The System and Crazy — Back to 1995 AmericaPrologue: The Death That Shouldn't Have Happened

Daniel had his whole life ahead of him.

At 23, he had finally made it. Fresh out of university, he had just landed his dream job — system programmer at Apple, one of the fastest-growing tech companies in the world.

Future secured. Big paycheck. Silicon Valley glory within reach.

But fate had other plans.

Walking back from the company campus, coffee in hand, his thoughts filled with lines of code and dreams of success — he saw her. A little girl in the street. A truck speeding toward her, brakes failing, horns blaring.

No time to think. No hesitation.

Daniel dropped his coffee. Ran.

Pushed the girl out of harm's way.

Impact. Darkness. Cold. Silence.

Heaven's Mistake

He opened his eyes to… an office?

Bright, endless space. Desks floating in mid-air. Holograms spinning. Beings in business suits, some with wings, some with glowing eyes, rushing around.

At the reception desk, a young woman in white adjusted her headset, chewing gum. She scanned Daniel.

"Name?"

"Daniel [Last Name]."

She typed… froze… frowned… typed again… and again… and again.

Panic set in.

"No… no no no… this can't be right."

She hit the keyboard twenty more times. Each time, the same result:

Daniel [Last Name] — Death scheduled at 109 years old. Peacefully. Surrounded by family and friends.

Her face turned pale as a cloud.

"Uhhh… stay right there… don't move… not that you can go anywhere… I need my supervisor."

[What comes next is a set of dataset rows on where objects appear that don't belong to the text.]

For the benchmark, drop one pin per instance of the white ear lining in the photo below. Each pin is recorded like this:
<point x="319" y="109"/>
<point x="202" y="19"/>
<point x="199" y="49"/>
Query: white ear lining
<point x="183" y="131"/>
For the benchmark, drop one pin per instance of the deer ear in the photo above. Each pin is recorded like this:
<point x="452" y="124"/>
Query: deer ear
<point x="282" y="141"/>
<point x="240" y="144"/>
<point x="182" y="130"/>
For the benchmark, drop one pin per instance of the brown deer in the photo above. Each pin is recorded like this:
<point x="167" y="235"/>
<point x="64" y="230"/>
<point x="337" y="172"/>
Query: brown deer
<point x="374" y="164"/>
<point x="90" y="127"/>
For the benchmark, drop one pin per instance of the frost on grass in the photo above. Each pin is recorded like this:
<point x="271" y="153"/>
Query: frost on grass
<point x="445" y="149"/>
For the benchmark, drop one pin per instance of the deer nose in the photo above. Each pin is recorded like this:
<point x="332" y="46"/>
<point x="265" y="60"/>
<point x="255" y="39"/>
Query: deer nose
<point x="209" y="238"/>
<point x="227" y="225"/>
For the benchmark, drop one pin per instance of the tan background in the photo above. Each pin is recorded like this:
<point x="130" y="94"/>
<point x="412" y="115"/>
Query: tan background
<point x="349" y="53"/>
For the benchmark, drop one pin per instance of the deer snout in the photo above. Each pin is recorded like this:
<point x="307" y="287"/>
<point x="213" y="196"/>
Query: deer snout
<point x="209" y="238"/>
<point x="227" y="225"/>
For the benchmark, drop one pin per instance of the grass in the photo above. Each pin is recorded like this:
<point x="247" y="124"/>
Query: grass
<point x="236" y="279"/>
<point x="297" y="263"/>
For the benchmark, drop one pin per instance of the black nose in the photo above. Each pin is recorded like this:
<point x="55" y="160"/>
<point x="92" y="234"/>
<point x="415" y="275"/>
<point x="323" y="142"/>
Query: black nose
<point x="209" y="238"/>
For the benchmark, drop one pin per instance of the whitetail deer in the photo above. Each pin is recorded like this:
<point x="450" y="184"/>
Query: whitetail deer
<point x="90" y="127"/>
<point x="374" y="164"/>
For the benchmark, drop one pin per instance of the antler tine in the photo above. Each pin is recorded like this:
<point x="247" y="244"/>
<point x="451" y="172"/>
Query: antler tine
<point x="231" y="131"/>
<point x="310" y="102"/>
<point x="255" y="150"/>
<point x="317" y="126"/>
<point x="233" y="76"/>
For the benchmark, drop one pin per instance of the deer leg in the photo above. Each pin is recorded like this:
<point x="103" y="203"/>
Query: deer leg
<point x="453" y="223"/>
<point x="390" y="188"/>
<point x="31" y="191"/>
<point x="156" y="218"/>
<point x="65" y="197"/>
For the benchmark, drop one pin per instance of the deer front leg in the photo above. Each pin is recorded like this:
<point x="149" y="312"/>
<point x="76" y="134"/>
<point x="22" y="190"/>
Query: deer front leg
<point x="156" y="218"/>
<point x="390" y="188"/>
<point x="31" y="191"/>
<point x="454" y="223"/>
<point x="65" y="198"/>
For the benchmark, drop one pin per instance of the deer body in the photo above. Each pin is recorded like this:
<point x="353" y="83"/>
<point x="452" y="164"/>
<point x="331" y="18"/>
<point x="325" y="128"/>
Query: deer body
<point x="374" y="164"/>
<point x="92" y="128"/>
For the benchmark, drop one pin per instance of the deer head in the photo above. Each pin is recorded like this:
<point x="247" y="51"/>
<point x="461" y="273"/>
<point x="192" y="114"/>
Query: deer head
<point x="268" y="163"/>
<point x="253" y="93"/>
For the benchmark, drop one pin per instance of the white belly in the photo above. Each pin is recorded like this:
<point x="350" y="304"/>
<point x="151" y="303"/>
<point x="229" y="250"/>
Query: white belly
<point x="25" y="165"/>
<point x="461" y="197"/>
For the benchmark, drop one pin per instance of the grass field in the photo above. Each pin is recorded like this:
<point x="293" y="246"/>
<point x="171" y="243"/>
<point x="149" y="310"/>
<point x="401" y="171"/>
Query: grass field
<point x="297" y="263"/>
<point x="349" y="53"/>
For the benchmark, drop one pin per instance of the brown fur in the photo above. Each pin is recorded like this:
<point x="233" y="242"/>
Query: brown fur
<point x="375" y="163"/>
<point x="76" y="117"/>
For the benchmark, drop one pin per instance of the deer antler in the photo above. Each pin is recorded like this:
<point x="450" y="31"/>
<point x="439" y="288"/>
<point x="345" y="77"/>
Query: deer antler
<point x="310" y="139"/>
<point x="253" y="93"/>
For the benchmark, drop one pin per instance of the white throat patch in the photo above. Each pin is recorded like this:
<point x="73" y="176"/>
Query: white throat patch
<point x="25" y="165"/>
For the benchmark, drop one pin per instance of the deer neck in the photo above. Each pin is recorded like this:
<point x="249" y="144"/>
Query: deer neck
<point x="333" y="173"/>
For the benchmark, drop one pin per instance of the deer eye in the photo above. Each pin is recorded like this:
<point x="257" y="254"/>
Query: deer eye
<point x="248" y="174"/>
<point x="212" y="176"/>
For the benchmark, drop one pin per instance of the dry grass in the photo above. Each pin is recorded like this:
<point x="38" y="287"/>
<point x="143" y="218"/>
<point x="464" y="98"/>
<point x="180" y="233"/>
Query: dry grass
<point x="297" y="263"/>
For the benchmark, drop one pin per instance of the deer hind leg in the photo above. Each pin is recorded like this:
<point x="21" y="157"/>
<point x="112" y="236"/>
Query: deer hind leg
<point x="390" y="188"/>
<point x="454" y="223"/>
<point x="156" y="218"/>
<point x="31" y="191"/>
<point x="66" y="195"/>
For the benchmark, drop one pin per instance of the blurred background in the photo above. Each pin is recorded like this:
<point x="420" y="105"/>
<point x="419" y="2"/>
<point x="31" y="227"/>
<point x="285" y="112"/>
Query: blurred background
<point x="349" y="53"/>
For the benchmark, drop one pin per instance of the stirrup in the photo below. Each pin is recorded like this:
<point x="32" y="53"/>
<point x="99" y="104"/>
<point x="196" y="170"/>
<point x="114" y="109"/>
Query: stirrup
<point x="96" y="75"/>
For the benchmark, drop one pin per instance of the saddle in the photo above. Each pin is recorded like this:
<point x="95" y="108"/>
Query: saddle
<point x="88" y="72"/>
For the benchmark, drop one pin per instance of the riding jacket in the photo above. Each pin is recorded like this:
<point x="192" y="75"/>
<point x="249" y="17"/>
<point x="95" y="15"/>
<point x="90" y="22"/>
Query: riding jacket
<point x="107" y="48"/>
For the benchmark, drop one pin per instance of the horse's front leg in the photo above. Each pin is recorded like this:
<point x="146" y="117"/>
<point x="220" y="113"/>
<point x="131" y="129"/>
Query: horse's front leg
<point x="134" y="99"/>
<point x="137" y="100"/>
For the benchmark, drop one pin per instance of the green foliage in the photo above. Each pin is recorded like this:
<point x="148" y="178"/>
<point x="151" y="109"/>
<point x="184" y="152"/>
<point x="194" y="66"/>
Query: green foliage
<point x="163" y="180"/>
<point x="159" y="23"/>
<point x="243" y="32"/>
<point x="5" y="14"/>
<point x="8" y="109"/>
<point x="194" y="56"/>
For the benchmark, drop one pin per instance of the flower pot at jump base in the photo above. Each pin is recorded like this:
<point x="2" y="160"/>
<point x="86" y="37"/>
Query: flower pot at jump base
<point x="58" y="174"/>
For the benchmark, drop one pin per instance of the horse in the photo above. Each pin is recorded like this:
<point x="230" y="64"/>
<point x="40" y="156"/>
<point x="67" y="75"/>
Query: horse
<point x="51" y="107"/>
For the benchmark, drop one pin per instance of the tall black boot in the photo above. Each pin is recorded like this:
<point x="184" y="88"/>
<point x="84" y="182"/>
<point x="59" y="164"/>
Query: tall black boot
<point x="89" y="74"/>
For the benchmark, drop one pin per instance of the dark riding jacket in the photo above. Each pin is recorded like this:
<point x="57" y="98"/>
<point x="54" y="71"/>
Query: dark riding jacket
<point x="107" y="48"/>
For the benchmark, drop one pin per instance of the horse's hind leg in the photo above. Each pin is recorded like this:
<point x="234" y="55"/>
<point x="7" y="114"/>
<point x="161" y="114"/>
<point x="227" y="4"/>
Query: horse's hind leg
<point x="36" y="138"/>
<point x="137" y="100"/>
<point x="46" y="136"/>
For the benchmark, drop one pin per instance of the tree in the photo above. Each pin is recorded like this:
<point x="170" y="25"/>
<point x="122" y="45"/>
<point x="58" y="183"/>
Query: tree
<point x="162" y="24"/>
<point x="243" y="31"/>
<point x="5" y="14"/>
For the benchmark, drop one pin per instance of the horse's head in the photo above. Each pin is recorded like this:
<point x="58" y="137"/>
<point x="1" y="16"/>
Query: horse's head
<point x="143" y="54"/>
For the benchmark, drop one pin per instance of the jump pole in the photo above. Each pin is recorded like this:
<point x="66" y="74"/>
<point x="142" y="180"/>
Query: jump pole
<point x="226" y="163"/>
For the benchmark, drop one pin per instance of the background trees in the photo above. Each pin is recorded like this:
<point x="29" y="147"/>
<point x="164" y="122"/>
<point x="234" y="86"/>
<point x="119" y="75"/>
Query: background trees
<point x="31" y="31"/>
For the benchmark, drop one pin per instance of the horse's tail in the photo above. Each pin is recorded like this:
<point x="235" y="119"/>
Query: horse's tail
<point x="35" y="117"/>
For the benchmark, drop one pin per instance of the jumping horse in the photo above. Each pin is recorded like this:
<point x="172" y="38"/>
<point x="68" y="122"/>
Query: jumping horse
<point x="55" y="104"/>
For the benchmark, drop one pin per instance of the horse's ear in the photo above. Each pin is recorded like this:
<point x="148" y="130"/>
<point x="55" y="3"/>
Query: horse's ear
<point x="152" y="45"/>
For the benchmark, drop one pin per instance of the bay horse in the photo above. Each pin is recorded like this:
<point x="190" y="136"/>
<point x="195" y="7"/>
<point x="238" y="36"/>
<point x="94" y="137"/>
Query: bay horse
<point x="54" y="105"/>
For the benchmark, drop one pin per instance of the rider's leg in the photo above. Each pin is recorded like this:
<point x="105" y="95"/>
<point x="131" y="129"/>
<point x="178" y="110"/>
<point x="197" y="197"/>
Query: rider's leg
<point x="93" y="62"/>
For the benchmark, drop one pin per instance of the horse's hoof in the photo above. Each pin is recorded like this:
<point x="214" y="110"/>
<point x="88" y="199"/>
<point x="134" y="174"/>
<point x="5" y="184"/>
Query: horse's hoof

The Third Mistake This Century

Moments later, a tall man in a sharp silver suit approached. His expression calm — until he read the monitor. His eyes widened, color drained from his face.

"Third case this century… unbelievable."

He adjusted his tie, nodded at Daniel.

"Please, follow me."

Daniel, utterly lost, followed through glowing corridors filled with strange beings and endless doors — some labeled 'Archives', others 'New Souls', one ominously marked 'Do Not Enter — Under Maintenance'.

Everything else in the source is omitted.